Background: Many medical decisions  in hospital are based on hematology examination results. We must be aware about their method performance. Sigma-metric is an excellent way to evaluate analytical performance quality. We will display the performance of our laboratory hematology analyzer, Cell Dyne Ruby, by sigma-metric analysis.

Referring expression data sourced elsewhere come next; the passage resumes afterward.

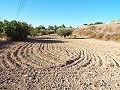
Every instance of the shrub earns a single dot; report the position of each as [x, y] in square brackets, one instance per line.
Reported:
[16, 30]
[64, 32]
[33, 32]
[48, 32]
[98, 23]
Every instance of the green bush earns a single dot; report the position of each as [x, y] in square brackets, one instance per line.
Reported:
[16, 30]
[64, 32]
[48, 32]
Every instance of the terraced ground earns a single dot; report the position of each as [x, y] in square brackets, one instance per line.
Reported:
[52, 63]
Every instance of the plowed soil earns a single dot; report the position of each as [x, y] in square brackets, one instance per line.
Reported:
[52, 63]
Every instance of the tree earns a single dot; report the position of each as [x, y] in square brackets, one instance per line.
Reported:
[50, 27]
[98, 23]
[40, 27]
[62, 26]
[16, 30]
[64, 32]
[1, 28]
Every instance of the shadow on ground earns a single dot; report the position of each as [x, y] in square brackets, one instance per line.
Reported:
[44, 40]
[77, 38]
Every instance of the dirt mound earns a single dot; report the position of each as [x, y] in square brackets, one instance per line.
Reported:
[108, 31]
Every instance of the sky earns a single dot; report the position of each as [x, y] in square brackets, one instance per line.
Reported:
[57, 12]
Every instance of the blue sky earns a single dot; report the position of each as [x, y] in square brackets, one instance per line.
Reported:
[57, 12]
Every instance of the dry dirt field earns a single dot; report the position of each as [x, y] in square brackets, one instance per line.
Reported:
[52, 63]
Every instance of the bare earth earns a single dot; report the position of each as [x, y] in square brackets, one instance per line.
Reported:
[51, 63]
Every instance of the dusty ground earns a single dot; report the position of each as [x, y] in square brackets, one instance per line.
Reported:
[50, 63]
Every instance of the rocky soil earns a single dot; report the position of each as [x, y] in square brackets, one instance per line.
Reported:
[52, 63]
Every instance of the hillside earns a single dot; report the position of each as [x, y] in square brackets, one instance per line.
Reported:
[107, 31]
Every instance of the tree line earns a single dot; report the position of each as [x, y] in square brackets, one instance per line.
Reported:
[16, 30]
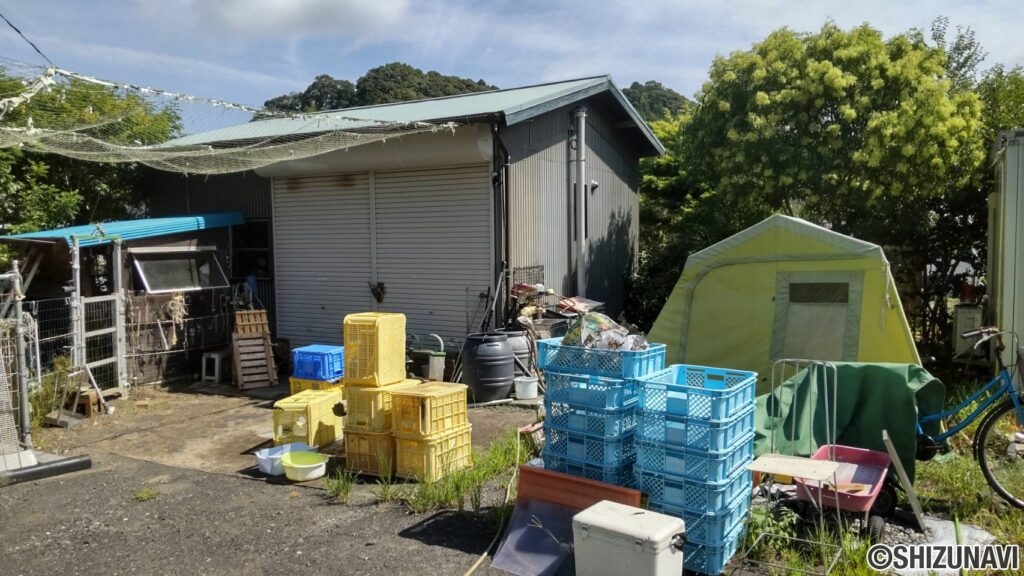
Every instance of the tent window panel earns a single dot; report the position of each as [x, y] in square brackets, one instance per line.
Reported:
[815, 331]
[174, 272]
[819, 292]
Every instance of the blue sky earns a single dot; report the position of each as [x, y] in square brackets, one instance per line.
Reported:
[250, 50]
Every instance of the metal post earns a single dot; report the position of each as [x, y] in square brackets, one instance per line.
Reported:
[77, 326]
[23, 361]
[119, 317]
[582, 189]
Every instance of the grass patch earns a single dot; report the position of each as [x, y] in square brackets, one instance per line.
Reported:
[340, 484]
[466, 487]
[50, 395]
[145, 494]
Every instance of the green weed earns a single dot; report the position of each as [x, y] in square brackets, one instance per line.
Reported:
[340, 484]
[145, 494]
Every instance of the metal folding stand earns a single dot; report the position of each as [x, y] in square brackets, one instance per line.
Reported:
[773, 463]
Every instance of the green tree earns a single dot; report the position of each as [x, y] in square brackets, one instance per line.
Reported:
[389, 83]
[324, 93]
[654, 101]
[399, 82]
[860, 133]
[39, 191]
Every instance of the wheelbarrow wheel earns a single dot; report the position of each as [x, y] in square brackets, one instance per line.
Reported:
[885, 502]
[876, 529]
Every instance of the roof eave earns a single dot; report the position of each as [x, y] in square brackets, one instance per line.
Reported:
[531, 111]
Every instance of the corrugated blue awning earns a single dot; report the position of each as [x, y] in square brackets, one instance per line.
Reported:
[94, 235]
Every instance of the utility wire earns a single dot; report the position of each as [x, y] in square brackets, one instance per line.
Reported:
[14, 28]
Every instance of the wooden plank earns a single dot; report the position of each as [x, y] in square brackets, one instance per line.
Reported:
[796, 466]
[904, 480]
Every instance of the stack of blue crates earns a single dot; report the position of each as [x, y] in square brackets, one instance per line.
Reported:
[591, 403]
[694, 440]
[318, 362]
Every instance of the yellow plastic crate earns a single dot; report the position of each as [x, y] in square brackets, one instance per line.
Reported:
[307, 416]
[429, 410]
[370, 453]
[429, 459]
[299, 384]
[375, 348]
[370, 407]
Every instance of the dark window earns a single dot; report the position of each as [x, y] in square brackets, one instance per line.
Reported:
[819, 292]
[251, 250]
[179, 271]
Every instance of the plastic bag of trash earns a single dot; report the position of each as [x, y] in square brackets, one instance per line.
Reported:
[595, 330]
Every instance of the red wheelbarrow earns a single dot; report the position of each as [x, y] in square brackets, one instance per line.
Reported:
[857, 483]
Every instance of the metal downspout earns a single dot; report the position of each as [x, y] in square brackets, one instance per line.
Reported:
[582, 189]
[501, 175]
[23, 363]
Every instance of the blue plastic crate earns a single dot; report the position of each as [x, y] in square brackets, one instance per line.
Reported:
[697, 392]
[551, 355]
[711, 560]
[591, 392]
[694, 433]
[620, 476]
[709, 529]
[318, 362]
[609, 423]
[691, 494]
[694, 464]
[595, 450]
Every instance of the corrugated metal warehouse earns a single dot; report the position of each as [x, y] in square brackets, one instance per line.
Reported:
[429, 220]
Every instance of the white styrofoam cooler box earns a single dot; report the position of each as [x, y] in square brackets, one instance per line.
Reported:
[613, 539]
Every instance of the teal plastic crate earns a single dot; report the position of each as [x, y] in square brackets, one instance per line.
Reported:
[694, 434]
[697, 392]
[591, 392]
[595, 450]
[609, 423]
[619, 476]
[318, 362]
[709, 529]
[694, 464]
[691, 494]
[712, 560]
[551, 355]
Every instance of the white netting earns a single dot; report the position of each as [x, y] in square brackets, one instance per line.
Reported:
[59, 112]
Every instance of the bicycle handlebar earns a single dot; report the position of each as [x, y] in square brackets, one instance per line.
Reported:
[985, 331]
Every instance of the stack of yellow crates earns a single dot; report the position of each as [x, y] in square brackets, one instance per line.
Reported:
[432, 430]
[375, 369]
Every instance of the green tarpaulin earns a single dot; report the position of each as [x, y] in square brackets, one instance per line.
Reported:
[868, 399]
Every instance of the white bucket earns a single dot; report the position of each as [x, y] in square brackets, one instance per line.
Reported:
[525, 387]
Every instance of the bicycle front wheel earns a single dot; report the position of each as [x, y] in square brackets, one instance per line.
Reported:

Method: sigma analysis was calculated by a formula, sigma = (TEa – CV)/ Bias. Total Error Allowable  (TEa) was specified by the CLIA proficiency testing criteria. The coefficien of variant (CV) and bias data  were supplied from analyzer running three levels of control low (L), normal (N), and high (H) include following analytes: hemoglobin (Hb), Red Blood Cell count (RBC), Hematocrit (HCT), White Blood Cell count (WBC), and Platelet count (PLT).

Results : Sigma value as follows Hb(L:4,33 N:6,68 H:2,62), RBC(L:3,43 N:3,84 H:3,46), HCT(L:2,52 N:1,73 H:2,27), WBC (L:7,14 N:8,44 H:6,38),and PLT (L:2,46 N:8,75 H:7,84). Average sigma value for all parameters were 4,75. Minimum sigma value for any business or manufacturing process was 3. More than 6 sigma value was world class performance.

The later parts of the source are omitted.